= Campbells Creek Trail and Reserve =

Track in Victoria, Australia

This walking and cycling track runs along Campbells Creek in the town of the same name, Victoria Australia.

The track initially runs besides Barkers Creek until the junction with Forest Creek and thereafter the combined flow is known as Campbells Creek. The trail starts at Forest Street Castlemaine, near the corner of Camp Reserve and finishes at the Campbells Creek Park, opposite the primary school.

Other entrances alone the route include:
- Gaulton Street, Castlemaine
- Camp Crescent, Castlemaine
- Midland Highway, Castlemaine
- Farnsworth Street, Castlemaine
- Butterworth Street, Castlemaine
- Ray Street, Castlemaine
- The south side of the Pyrenees Hwy (Elizabeth Street) underpass
- Lewis Drive, Castlemaine
- Princess Street, Campbells Creek
- Honeycomb Road, Campbells Creek

The track can be done without crossing a road following works completed in 2025. There are several bridges on the route where the track passes over the creek. The Castlemaine - Maldon railway line passes over both the trail and Campbells Creek via a timber trestle bridge south of the Pyrenees Highway (Elizabeth Street). The Castlemaine to Maldon Trail (which runs alongside most of the Victorian Goldfields Railway line and was completed during 2017) connects with the Campbells Creek Trail adjacent to the Pyrenees Highway (Elizabeth Street).

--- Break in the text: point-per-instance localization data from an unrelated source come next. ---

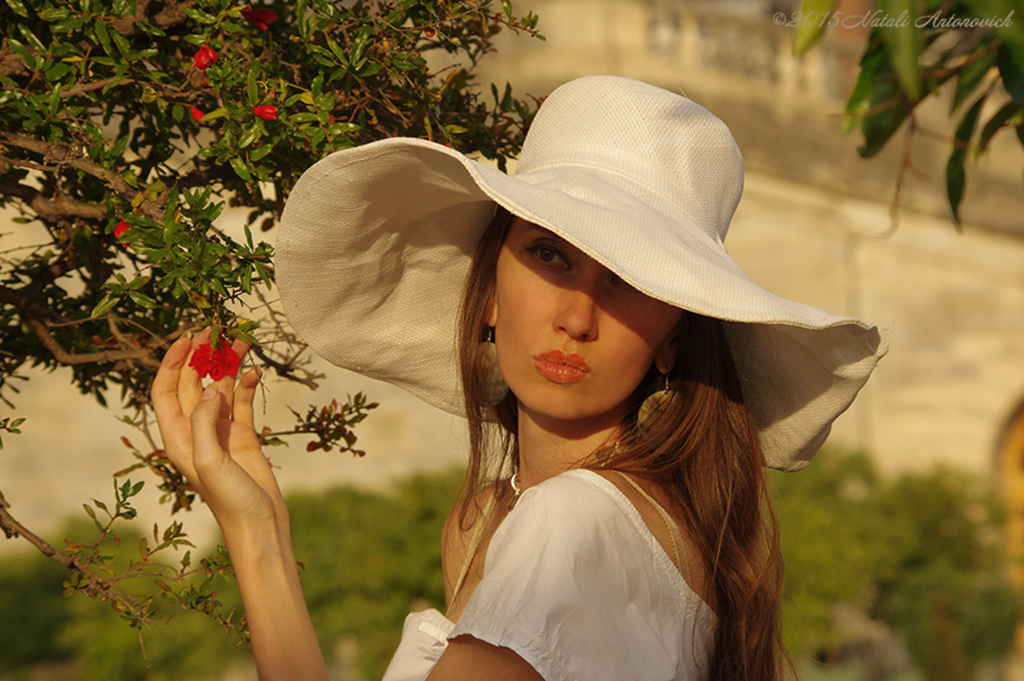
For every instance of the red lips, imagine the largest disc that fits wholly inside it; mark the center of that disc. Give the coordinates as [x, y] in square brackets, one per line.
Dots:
[559, 367]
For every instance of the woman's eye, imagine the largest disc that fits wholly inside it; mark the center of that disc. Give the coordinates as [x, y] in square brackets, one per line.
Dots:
[548, 255]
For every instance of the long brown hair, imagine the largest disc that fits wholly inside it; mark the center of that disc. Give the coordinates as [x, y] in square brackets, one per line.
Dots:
[701, 452]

The track crosses flood plains covered with native vegetation and it is remarkable, at some points, how remote an observer can feel from the surrounding urban environment. Along its length are interactive notice boards, and scenic seats to take in the billabongs and flood plains which are covered in Australian plants and bird-life.

The trail is cared for by the Mt Alexander Shire Council and volunteers from the Friends of Campbells Creek Landcare group.